Statistics of UXO casualties in the area are still evolving. According to Hosman, half the victims are people looking for scrap metal. Many accidents are unreported. Out of every 100 victims, 12-15 percent are children. Fifty percent of those assisted overall were injured as children.

Unfortunately, remedial surgery is often not an option, as many injuries cannot be corrected 10-20 years after the fact. These numbers are staggering when considering approximately 2,400 people since 1975 in Quang Tri Province alone have been victimized.
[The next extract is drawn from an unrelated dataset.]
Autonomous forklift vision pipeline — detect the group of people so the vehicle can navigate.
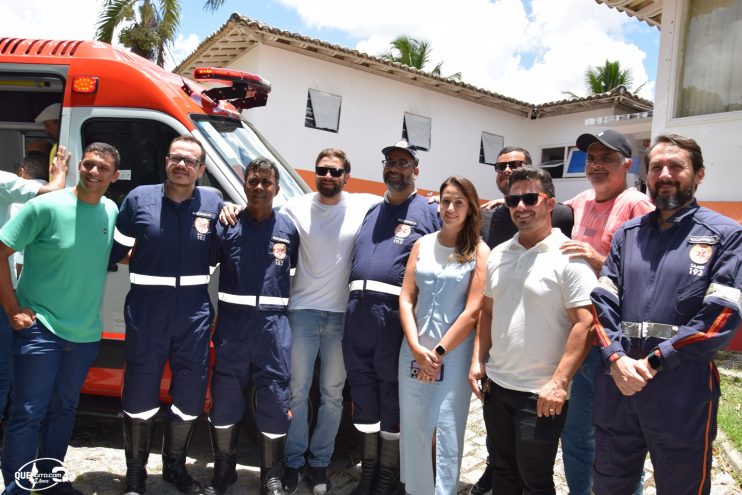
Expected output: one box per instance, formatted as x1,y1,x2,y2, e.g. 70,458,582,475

One source of contention within the project has to do with the requirement to work with the Vietnamese military as opposed to Vietnamese civilian experts. Duty in the Vietnamese Army lasts only two years, so constantly having to train new military experts in UXO removal creates inefficiency. Funding is also a continuing challenge. Hosman explained donors demand concrete statistics, the compilation of which will be an ongoing process in this country that had basically been shut off from the rest of the world for so many years.

He goes on to compare the life and death reality still going on in Vietnam with political wrangling in Washington, D.C. When the Bilateral Trade Agreement between the two nations was being debated, some lawmakers wanted to attach riders for human rights clauses to make reporting what America would claim to be a violation in Vietnam the law.

Around the same time, comments made by President Nixon about possibly nuking Hanoi off the globe during the war were declassified and, of course, read in Vietnam.

Sounding exasperated, Hosman finishes with a message he would like Americans to hear: “When you play with toys, you must pick them up and put them away. It’s the right and polite thing to do. We cleaned up Kuwait, but not Vietnam. Reconciliation can’t take place until we clean up.”